You can also designate a specific garbage bin for the kitty litter. To keep it from smelling, place a bit of baking soda or coffee beans at the bottom. You can also add a bit of unused litter, as it will absorb a lot of the smell. Take this trash out every day. 

What is the Most Environmentally-Friendly Way to Dispose of Cat Litter?

The most eco-friendly way to dispose of cat litter is to scoop the clumps and poop into a biodegradable bag and throw it in the trash. The unused parts can then be composted, depending on the material they were made of.

Be careful not to compost litter that may contain traces of cat waste if you plan on using the compost as vegetable fertiliser. If the litter was made of wood, grass, tofu, corn, wheat or recycled newspaper, it is safe to compost. 

Can You Flush Cat Poop?

No, you shouldn’t be flushing cat poop with or without the litter. It can clog your pipes, damage your sewer system, and infect the environment with the Toxoplasma gondii parasite that is harmful to both animals and humans. 

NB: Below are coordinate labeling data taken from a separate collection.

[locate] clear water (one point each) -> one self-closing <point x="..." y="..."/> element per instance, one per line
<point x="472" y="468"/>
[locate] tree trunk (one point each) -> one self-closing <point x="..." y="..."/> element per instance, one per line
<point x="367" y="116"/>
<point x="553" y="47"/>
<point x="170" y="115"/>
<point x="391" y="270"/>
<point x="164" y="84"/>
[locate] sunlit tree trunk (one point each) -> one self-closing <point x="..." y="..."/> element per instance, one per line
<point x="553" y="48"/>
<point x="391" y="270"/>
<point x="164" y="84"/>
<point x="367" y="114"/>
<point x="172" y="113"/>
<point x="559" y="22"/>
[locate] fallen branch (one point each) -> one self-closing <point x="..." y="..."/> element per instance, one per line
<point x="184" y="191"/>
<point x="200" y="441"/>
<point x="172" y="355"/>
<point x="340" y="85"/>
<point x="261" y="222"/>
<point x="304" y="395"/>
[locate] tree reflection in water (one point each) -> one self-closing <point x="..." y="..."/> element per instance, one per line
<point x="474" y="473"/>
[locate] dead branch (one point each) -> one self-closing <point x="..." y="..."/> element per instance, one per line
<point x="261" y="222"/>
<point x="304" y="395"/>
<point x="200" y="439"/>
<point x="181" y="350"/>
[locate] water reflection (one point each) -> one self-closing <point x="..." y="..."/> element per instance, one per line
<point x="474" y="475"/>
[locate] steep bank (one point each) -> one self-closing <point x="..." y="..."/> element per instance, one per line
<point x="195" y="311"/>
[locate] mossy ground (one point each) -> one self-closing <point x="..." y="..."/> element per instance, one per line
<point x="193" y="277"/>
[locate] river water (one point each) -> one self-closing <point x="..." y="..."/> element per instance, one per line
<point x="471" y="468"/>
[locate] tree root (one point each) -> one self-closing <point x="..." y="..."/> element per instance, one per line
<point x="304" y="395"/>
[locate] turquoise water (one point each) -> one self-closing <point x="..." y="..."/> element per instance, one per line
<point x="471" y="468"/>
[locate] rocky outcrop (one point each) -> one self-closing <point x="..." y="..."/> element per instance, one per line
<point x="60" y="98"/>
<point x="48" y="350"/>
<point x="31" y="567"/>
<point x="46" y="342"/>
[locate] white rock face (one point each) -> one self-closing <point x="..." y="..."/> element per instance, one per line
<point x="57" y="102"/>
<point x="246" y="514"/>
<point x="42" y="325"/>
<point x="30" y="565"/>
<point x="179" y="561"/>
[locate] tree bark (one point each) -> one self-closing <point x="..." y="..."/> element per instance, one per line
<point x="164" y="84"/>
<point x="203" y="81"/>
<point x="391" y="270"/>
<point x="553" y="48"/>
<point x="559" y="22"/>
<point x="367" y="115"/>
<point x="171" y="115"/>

Even if you were to carefully separate your litter from your cat’s poop, flushing it is still the worst thing you can do. While it is much less likely to clog your pipes, it will still introduce bacteria to the sewer system that it wasn’t equipped to treat. 

Some cat’s poop may also contain the Toxoplasma gondii parasite, and you definitely don’t want it to infect your local environment, as it is both dangerous to marine animals and to humans. 

How Do You Dispose of Cat Poop?

After you have scooped out your cat’s poop from the litter box, place it in a biodegradable bag and throw it in the trash can. You can also double bag in order to minimise the smell, and take it to an outdoor garbage bag. 

Even though the toilet is likely nearer than the trash can, the proper way to get rid of cat poop is to bag it and bin in.

Wrapping It Up 

Just like paper towels and hair, cat litter and poop shouldn’t be flushed. Dispose of them in the garbage instead, and keep both your pipes free from blockages, and your environment safe.